A number of states are starting to endorse the idea that some people are too mentally ill to be sentenced to death. In 2021, Ohio became the first state to pass a law — it had strong bipartisan support — exempting people with severe mental illness from the death penalty. Defendants must meet two criteria. First, by a preponderance of the evidence presented in pretrial evaluations, they must prove that they suffered from either schizophrenia, schizoaffective disorder, bipolar disorder, or delusional disorder at the time of the alleged offense. Second, they must show that their condition “significantly” impaired their capacity to exercise “rational judgment” with respect either to conforming their conduct to the law or to “appreciating the nature, consequences, or wrongfulness” of their conduct.
Mentally ill defendants who prove to meet both conditions will be exempt from execution and face an automatic sentence of life without parole. The exemption can apply before trial if the defendant is deemed ineligible for the insanity defense, or after an insanity defense has been rejected at trial. Furthermore, convicted prisoners already on death row are allowed to petition the state to overturn their sentence because of severe mental illness.

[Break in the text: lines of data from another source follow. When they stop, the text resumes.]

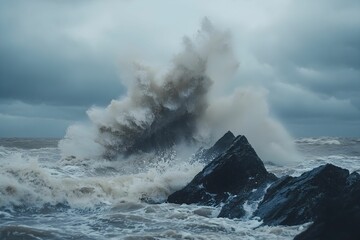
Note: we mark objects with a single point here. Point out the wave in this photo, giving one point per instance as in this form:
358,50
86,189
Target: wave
320,140
27,182
188,105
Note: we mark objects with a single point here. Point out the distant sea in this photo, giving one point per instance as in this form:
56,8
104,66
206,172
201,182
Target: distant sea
46,196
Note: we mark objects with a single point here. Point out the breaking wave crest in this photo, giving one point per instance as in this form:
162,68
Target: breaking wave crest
181,107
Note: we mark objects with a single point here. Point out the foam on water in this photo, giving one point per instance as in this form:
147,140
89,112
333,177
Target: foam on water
44,199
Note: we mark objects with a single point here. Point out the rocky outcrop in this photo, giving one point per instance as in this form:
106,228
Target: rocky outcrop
207,155
328,195
297,200
234,173
341,216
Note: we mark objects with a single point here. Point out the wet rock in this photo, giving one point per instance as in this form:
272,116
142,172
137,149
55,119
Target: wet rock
234,173
297,200
341,218
207,155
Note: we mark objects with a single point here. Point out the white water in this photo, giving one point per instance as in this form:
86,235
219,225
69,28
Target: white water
48,197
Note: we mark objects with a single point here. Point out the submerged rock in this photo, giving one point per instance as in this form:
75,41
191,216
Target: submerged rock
297,200
236,172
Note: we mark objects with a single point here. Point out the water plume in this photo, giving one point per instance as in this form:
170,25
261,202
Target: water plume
160,112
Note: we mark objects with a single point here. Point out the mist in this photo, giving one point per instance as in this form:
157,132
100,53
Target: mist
184,105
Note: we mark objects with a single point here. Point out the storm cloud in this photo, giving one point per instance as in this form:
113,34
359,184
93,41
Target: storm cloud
58,58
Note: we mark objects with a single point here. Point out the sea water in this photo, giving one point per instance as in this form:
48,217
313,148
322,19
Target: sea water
45,196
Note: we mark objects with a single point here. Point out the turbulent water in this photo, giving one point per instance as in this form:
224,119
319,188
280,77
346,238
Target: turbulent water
43,196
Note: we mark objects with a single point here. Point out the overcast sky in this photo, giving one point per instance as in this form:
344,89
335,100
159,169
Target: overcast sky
58,58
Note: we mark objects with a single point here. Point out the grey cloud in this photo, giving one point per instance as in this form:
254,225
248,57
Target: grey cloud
59,57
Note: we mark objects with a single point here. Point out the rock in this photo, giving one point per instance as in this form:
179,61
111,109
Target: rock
236,172
297,200
207,155
341,218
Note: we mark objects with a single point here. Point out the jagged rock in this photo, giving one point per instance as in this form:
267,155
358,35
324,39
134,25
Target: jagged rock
341,218
237,171
207,155
297,200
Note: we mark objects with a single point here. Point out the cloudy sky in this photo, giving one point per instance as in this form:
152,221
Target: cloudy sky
58,58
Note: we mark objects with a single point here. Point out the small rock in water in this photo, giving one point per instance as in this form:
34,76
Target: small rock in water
235,172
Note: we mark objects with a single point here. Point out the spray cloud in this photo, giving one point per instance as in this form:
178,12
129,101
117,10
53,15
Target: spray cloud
159,112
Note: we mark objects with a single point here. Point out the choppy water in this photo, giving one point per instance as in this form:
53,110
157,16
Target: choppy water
45,197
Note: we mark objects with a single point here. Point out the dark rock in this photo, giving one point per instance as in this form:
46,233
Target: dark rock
234,173
297,200
341,218
207,155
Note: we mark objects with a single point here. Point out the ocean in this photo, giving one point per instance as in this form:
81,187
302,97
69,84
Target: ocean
46,196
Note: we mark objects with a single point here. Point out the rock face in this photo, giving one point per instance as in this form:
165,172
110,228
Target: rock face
207,155
341,218
297,200
236,177
237,171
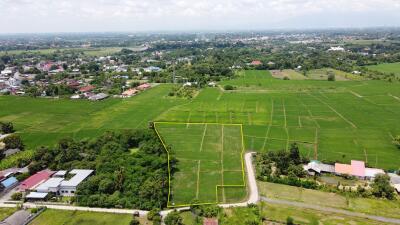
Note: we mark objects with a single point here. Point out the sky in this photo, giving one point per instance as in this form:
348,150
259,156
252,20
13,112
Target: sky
42,16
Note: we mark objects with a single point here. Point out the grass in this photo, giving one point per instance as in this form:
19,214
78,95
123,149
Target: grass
331,121
87,51
387,68
63,217
6,212
44,122
378,207
308,216
210,165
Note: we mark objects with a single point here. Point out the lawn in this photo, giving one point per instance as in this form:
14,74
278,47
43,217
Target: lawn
6,212
87,51
329,120
44,121
210,162
387,68
378,207
63,217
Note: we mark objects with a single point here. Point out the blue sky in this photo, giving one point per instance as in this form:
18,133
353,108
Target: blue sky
30,16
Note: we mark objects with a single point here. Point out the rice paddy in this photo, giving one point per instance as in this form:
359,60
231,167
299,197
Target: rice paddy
210,162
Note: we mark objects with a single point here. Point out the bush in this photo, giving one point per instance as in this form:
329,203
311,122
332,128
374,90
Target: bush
6,127
153,213
229,87
289,220
17,196
331,77
13,141
173,218
134,221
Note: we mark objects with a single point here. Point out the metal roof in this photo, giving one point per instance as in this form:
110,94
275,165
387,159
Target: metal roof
37,195
50,183
80,175
9,182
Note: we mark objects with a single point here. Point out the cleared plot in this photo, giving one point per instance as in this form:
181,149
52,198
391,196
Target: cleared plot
387,68
210,163
290,74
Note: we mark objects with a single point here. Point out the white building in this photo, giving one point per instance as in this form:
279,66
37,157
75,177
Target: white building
68,187
60,186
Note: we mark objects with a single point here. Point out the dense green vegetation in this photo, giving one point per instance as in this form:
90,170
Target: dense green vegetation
122,179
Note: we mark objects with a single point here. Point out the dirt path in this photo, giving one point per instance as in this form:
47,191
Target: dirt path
330,210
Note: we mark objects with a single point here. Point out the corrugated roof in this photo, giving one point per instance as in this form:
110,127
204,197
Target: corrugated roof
343,168
35,180
9,182
50,183
80,175
37,195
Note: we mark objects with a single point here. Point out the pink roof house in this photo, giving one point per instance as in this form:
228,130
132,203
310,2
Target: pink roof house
34,180
356,168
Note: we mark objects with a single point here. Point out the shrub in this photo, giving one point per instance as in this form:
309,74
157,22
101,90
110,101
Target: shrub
13,141
17,196
289,220
229,87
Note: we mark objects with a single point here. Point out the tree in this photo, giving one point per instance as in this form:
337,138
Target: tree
381,187
7,127
173,218
229,87
16,196
289,220
13,141
396,141
331,76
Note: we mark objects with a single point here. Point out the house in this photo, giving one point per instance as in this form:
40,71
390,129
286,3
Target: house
9,183
87,88
210,221
395,181
68,187
35,180
98,97
316,167
357,169
129,93
144,86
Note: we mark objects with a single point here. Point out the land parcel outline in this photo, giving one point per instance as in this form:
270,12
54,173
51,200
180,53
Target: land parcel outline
210,166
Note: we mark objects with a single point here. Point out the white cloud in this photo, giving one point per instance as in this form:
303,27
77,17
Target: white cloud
132,15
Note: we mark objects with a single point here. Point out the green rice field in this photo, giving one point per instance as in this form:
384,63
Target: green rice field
210,164
330,121
387,68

Kentucky legislators followed in 2022, though the state’s new law does not allow relief for previously sentenced death-row inmates. In South Dakota and Virginia, bipartisan bills with similar provisions passed one house of the legislature. “In 2021, the Texas House of Representatives passed a bill with strong bipartisan support, and it was just reconsidered in committee on March 7. Tennessee, Arizona, Arkansas, Florida, Indiana, Missouri, North Carolina, and Iowa (were the death penalty to be reinstated in Iowa) also introduced bills. These bills would protect defendants with severe mental illness against the death penalty if they fail to attain the full excuse from responsibility afforded by the rarely successful insanity defense.
No civilized or lawful purpose is served by executing the severely mentally ill.
More legislatures should follow Ohio and, in doing so, influence courts to exempt from capital punishment those whose severe mental illness distorted their moral logic. When an appropriate case comes before the Supreme Court, it should interpret the Eighth Amendment as barring execution of mentally ill individuals whose commitment of murder was the result of their deranged thinking. If this were already the law of the land — or of Texas — we would not be looking at the possibility that Andre Thomas might be executed.